National Academy of Public Administration inducts Barry Rabe as a fellow
Barry Rabe, professor of public policy at the University of Michigan's Gerald R. Ford School of Public Policy, has been inducted as a fellow of the National Academy of Public Administration.
In addition, Rabe will collaborate with more than a half-dozen other fellows to assess and provide recommendations for the organizational design of a National Oceanic and Atmospheric Administration Climate Service.
The 600 individuals in the nation who are NAPA fellows include top leaders, policymakers and public managers in federal, state and local government; distinguished scholars of public policy and public management; and leading corporate and labor leaders.
"We're so pleased that the National Academy has recognized Barry's distinguished contributions to the field of public administration," said Susan Collins, dean of the Ford School. "Barry is a terrific teacher whose scholarly work has had important impacts on environmental policy, and I know he'll bring that same rigor and dedication to his work for the National Academy."
Rabe's research examines state and regional development of policies to reduce greenhouse gases. In 2006, he became the first social scientist to receive a Climate Protection Award from the U.S. Environmental Protection Agency in recognition of his contribution to both scholarship and policymaking.
Rabe, who is also a professor of the environment in the College of Literature, Science, and the Arts, has written extensively about nuclear and hazardous waste management, cross-border and cross-media transfer of pollutants in federal regulatory systems, and the conditions necessary to achieve intergovernmental cooperation in the implementation of federal grant and regulatory programs.
At U-M, he has served as director of the Program in the Environment and interim dean of the School of Natural Resources and Environment. In 2007, he received the Daniel Elazar Award for Career Contribution to the Study of Federalism from the American Political Science Association.
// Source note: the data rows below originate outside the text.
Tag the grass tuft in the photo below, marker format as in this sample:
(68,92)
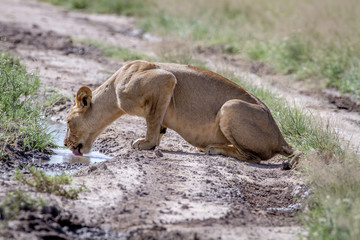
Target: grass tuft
(16,201)
(43,182)
(20,118)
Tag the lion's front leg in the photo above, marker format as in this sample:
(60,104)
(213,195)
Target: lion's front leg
(160,93)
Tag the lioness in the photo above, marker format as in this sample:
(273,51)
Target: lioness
(206,109)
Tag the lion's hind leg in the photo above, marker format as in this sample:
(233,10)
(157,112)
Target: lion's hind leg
(250,129)
(231,151)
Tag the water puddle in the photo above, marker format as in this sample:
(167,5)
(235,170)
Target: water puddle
(64,155)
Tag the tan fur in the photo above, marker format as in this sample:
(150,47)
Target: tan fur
(206,109)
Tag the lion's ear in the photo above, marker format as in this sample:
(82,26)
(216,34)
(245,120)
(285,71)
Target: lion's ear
(83,98)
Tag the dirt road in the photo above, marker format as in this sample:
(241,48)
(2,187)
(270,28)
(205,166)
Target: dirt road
(174,192)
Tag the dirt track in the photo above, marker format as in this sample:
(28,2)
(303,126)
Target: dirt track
(174,192)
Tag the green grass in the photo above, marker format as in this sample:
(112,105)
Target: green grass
(43,182)
(15,201)
(20,119)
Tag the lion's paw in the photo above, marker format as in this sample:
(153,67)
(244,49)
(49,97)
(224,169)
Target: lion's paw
(143,144)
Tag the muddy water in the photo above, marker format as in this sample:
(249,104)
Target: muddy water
(63,155)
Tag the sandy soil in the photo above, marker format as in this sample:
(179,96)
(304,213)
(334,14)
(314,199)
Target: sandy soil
(174,192)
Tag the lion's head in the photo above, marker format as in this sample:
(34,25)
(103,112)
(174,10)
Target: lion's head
(79,134)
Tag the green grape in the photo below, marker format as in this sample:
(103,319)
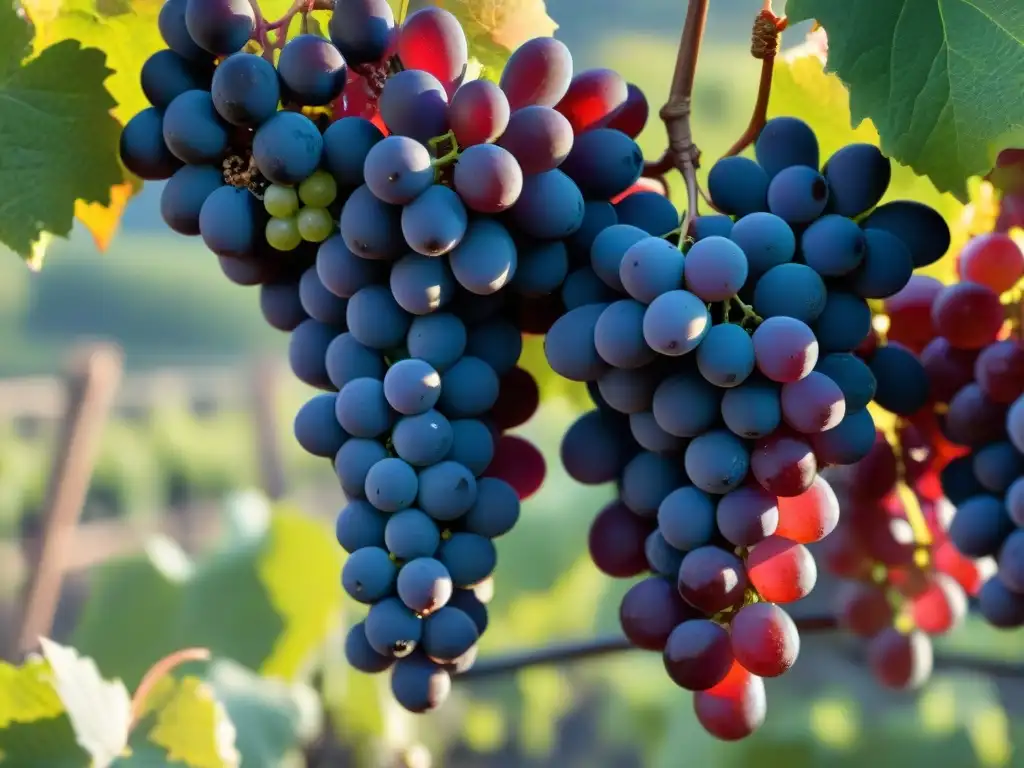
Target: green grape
(281,202)
(283,233)
(315,224)
(318,190)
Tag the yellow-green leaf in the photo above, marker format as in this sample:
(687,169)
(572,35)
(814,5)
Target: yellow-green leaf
(126,31)
(307,598)
(194,727)
(26,693)
(802,88)
(99,711)
(496,28)
(102,220)
(57,138)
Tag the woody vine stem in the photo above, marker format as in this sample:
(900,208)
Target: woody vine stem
(682,154)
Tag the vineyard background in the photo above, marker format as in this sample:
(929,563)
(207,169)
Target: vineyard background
(204,523)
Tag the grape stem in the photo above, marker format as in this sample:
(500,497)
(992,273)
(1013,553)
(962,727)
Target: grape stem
(682,153)
(604,646)
(263,27)
(750,316)
(764,45)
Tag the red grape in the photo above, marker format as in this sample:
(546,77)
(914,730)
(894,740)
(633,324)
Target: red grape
(863,609)
(843,555)
(632,116)
(899,660)
(748,515)
(941,606)
(948,369)
(810,516)
(539,73)
(697,654)
(432,40)
(910,312)
(999,371)
(993,260)
(877,473)
(781,570)
(616,541)
(1011,212)
(973,419)
(765,639)
(518,398)
(593,99)
(650,610)
(478,114)
(712,580)
(969,314)
(735,708)
(783,465)
(890,541)
(644,184)
(519,464)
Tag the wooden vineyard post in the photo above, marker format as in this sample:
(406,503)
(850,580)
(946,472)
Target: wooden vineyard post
(265,387)
(92,382)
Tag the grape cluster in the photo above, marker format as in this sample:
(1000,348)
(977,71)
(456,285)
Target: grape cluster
(725,377)
(904,580)
(976,366)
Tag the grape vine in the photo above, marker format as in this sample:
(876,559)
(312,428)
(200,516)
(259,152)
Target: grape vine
(409,224)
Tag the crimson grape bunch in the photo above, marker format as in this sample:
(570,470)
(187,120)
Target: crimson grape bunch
(725,378)
(977,358)
(408,225)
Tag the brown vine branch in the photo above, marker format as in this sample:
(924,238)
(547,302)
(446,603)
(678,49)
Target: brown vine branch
(682,154)
(601,646)
(764,45)
(158,672)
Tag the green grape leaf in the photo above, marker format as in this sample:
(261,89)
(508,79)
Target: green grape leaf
(802,88)
(192,725)
(271,718)
(496,28)
(299,568)
(125,30)
(940,79)
(266,603)
(57,138)
(35,731)
(99,711)
(130,616)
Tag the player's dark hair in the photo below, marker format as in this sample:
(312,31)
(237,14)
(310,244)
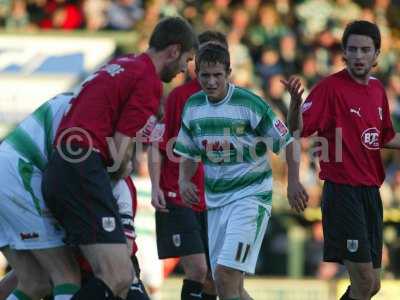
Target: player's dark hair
(212,36)
(362,27)
(173,30)
(213,54)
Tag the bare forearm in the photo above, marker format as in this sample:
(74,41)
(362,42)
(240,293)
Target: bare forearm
(154,164)
(295,119)
(394,143)
(187,168)
(293,160)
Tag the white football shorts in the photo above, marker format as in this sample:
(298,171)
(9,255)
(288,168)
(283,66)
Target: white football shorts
(235,234)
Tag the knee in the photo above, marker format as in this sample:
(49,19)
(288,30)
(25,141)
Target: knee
(196,272)
(35,288)
(223,277)
(117,276)
(376,287)
(365,285)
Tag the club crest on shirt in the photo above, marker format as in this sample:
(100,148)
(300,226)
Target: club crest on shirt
(380,113)
(306,106)
(176,239)
(108,224)
(352,245)
(370,138)
(282,129)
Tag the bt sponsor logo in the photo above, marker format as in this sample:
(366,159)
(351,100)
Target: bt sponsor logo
(370,138)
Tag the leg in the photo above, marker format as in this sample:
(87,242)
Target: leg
(195,268)
(243,293)
(33,280)
(111,264)
(209,290)
(377,282)
(228,282)
(60,264)
(7,284)
(362,279)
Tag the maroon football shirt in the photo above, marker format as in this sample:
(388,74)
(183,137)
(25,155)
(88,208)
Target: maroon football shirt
(361,113)
(169,169)
(121,96)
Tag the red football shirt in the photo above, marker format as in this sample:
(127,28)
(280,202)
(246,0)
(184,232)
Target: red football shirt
(361,113)
(169,169)
(121,96)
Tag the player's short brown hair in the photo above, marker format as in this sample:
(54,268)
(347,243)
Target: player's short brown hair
(362,27)
(213,54)
(212,36)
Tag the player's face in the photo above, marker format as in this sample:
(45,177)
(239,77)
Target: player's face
(360,55)
(214,79)
(176,66)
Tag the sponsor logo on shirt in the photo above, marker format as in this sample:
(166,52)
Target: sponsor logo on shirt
(108,224)
(370,138)
(306,106)
(113,69)
(352,245)
(380,113)
(356,111)
(29,235)
(176,239)
(282,129)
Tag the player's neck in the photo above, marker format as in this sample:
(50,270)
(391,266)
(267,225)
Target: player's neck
(361,80)
(156,58)
(220,97)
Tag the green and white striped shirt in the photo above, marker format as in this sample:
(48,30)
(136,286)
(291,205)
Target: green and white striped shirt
(232,138)
(33,138)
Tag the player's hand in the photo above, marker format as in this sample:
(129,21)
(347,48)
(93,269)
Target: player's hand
(189,192)
(293,85)
(297,196)
(158,199)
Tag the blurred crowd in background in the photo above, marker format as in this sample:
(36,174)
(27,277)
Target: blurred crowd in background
(268,41)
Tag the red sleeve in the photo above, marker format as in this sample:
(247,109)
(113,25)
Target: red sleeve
(387,126)
(317,111)
(132,190)
(172,118)
(142,104)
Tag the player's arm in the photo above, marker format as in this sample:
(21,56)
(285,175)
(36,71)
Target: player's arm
(270,126)
(294,117)
(297,195)
(394,143)
(121,150)
(7,284)
(187,189)
(154,164)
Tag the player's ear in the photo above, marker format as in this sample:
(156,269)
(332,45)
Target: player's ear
(173,51)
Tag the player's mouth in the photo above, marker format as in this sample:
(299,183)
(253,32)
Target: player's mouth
(359,65)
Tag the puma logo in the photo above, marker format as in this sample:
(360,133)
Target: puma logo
(355,111)
(199,295)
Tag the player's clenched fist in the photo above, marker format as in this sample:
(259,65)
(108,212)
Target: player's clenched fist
(297,196)
(189,192)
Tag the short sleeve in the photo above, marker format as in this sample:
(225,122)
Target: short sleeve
(316,111)
(142,104)
(272,128)
(387,126)
(125,208)
(172,118)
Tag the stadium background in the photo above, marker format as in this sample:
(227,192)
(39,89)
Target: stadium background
(49,46)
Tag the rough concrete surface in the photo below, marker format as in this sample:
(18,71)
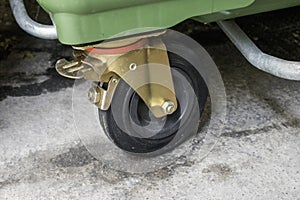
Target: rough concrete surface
(257,156)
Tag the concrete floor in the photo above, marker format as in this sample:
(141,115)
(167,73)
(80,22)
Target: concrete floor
(257,156)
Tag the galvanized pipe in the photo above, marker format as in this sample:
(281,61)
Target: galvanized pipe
(28,25)
(278,67)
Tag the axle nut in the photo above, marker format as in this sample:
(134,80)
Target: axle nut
(168,107)
(93,95)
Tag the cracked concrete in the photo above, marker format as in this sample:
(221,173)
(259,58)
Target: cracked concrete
(257,156)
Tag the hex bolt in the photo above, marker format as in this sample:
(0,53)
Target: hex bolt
(93,95)
(168,107)
(132,66)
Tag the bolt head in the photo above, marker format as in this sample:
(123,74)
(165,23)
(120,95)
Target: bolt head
(93,95)
(168,107)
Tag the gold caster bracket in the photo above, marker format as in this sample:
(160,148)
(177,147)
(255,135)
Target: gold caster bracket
(145,68)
Established by Congress, the National Academy of Public Administration and its fellows assist the federal government with complex management problems through the work of commissions and panels.
Other U-M faculty who have been previously named NAPA fellows are Edie Goldenberg, professor of political science and public policy; Sallyanne Payton, the William W. Cook Professor of Law and professor of art and design; and Sally Katzen Dyk, intermittent lecturer in law and political science.
With the climate service study, Rabe and other fellows will assess how the National Oceanic and Atmospheric Administration Climate Service should organize its climate capabilities to meet the rising demand for climate services. The group will conduct a six-month study utilizing an approach to organizational assessment that focuses on three key elements: the agency mandate; baseline assessment of current and desired performance; and stakeholder expectations.